Kieran riu. Sabia exatamente como o pai se sentia, pois ti­nha sentimentos muito parecidos, embora por razões diferen­tes. Seis dias depois do casamento de seu irmão com Emily Anne Elliot, ele se casaria com Lady Fortune Lindley na antiga igreja de Maguire's Ford. Esperava ansioso por esse dia. Julgara os Leslie excessivamente cautelosos com relação ao seu casamen­to com Fortune. Queria compartilhar sua felicidade ao menos com o pai, mas hoje compreendera que a família de sua esco­lhida estava certa. A obsessão de William por Fortune era uma ameaça a ser evitada. Não confiava no irmão porque, apesar do severo sermão que ouvira, suspeitava que William ainda nutrisse sentimentos intensos por Fortune Lindley. Sua atitude com a jovem Emily Anne era apenas parcialmente sincera.
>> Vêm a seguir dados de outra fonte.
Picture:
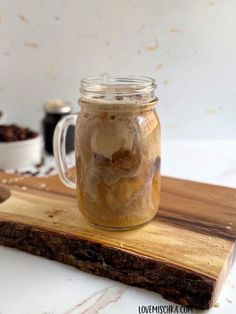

Quando William Devers soubesse que o irmão mais velho ha­via se casado com a mulher que cobiçava, o céu desabaria. Te­ria de esperar até William estar a caminho de Dublin em sua viagem de núpcias para anunciar o enlace.

Mesmo assim, sentia necessidade de conversar com alguém, por isso cavalgou para o norte do vilarejo de Lisnaskea, onde residia a amante de seu pai, Molly Fitzgerald, e suas duas meio-irmãs. A casa de Molly era sólida e confortável, um abrigo de tijolos que Shane Devers construíra sem economizar. Biddy, a velha criada de Molly, o recebeu na porta com um sorriso de alegria genuína.

— Mestre Kieran, entre! Minha senhora vai ficar feliz em vê-lo. E suas irmãs também! — Ela o levou ao salão, onde um fogo acolhedor ardia na lareira. — Sabe onde fica o uísque, Mestre Kieran. Vou chamar minha senhora.

Ele se serviu da bebida, que sorveu com avidez, pois a ca­valgada o deixara gelado. Ao ouvir os passos na entrada do salão, Kieran se virou, sorrindo.

— Molly, perdoe-me por vir sem me anunciar.

Venha quando quiser, Kieran Devers. Sempre. — Ela era uma bela mulher de longos cabelos negros e olhos cor de âmbar. — As meninas sentem sua falta. Então, tem cavalgado com a jovem inglesa e visitado Black Colm's Hall?

Ele riu.

— Pensei que seríamos discretos, Molly. Felizmente, os ru­mores ainda não se espalharam, ou eu estaria enfrentando sé­rios problemas em casa. Como sabem, ela recusou a proposta de casamento de William. Pois bem, ela não me rejeitou. Padre Butler vai realizar a cerimônia do nosso casamento no dia 5 de outubro.